Customs and Regulatory Handling

HS code and customs data represent more than compliance—they dictate storage, labeling, and local taxation for each shipment. Region of origin and customer facilities directly influence product classification and paperwork requirements. The internal shipping team uses harmonized system documentation and cross-references regulatory watch lists to confirm product eligibility for end uses and destination markets.

Crotonaldehyde: Technical Properties, Manufacturing Process & Safety Guidelines

Physical & Chemical Properties

Physical State & Appearance

In plant environments, Crotonaldehyde commonly appears as a clear to pale-yellow liquid with a pungent, sharp odor. Operators recognize its volatility and strong lachrymatory effect immediately upon opening standard steel or HDPE vessels. Handling personnel usually encounter it as a feedstock or intermediate, and form and color can shift with storage length and impurity content. Melting and boiling points are best referenced against grade; technical and reagent grades can show small variation due to trace constituents.

Density fluctuates within a narrow range; strictly monitored during quality control to flag excessive water or homologous aldehyde content. Flash point determination figures prominently in hazard assessments and dictates in-plant storage configuration.

Chemical Stability & Reactivity

Crotonaldehyde’s tendency to polymerize or oxidize under specific conditions drives operational choices. Light, heat, or accidental acidic or alkaline contamination can accelerate degradation, especially in high-purity or extended storage applications. The compound shows heightened reactivity with nucleophilic compounds or reducing agents—this presents both risk (as in spontaneous polymerization) and opportunity (synthetic routes).

Solubility & Solution Preparation

Solubility varies: limited in water, high in most organic solvents. End-use application dictates whether dilution employs water, ethanol, or other compatible carriers. Careful titration is required to prevent rapid exotherm and vapor release during solution prep, especially at production scales. For applications requiring aqueous formulations, phase separation and emulsion stability sometimes require process-specific surfactants.

Technical Specifications & Quality Parameters

Specification Table by Grade

Specification targets depend on end-use industry, with variations for reagent, technical, and polymer feedstock grades. Routine batch releases follow internal specification sheets agreed upon with customers for color, purity by GC, water content, and acid value.

Parameter Typical Range/Limit Test Method
Purity (by GC) Grade-dependent Internal GC method
Color (APHA or Hazen) Customer-specified Spectrophotometric
Water Content Grade-dependent Karl Fischer
Acid Value Application-specific Titration
Non-volatile Residues Application-specific Gravimetric

Impurity Profile & Limits

Profile assignment reflects both synthetic route and storage conditions. Typical impurities stem from upstream aldehydes, alcohols, peroxides, or polymeric materials. Individual limits are tightly tied to customer specifications—pharmaceutical or electronics markets drive stricter controls than basic industrial use.

Test Methods & Standards

Gas chromatography serves as the principal purity check, with color indexes and acidity measured for every lot.
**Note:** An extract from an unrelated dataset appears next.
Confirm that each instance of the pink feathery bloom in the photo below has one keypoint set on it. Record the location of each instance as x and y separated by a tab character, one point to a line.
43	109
Where customer or regulatory requirements dictate, compliance incorporates ASTM or ISO methods complemented by internal protocols.

Preparation Methods & Manufacturing Process

Raw Materials & Sourcing

Commercial production primarily sources n-butyraldehyde or crotonic acid derivatives as feedstock. Raw material selection weighs both supply chain security and tail impurity risk. Suppliers undergo qualification to minimize background metals or peroxides.

Synthesis Route & Reaction Mechanism

Traditional manufacture relies on catalytic condensation, typically aldol condensation of acetaldehyde using basic catalysts. Process flow decisions hinge on balancing conversion yield, by-product minimization, and cost of downstream purification. Reaction mechanism introduces the risk for self-condensation or further polymerization—reaction temperature and catalyst dosing guide both rate and selectivity.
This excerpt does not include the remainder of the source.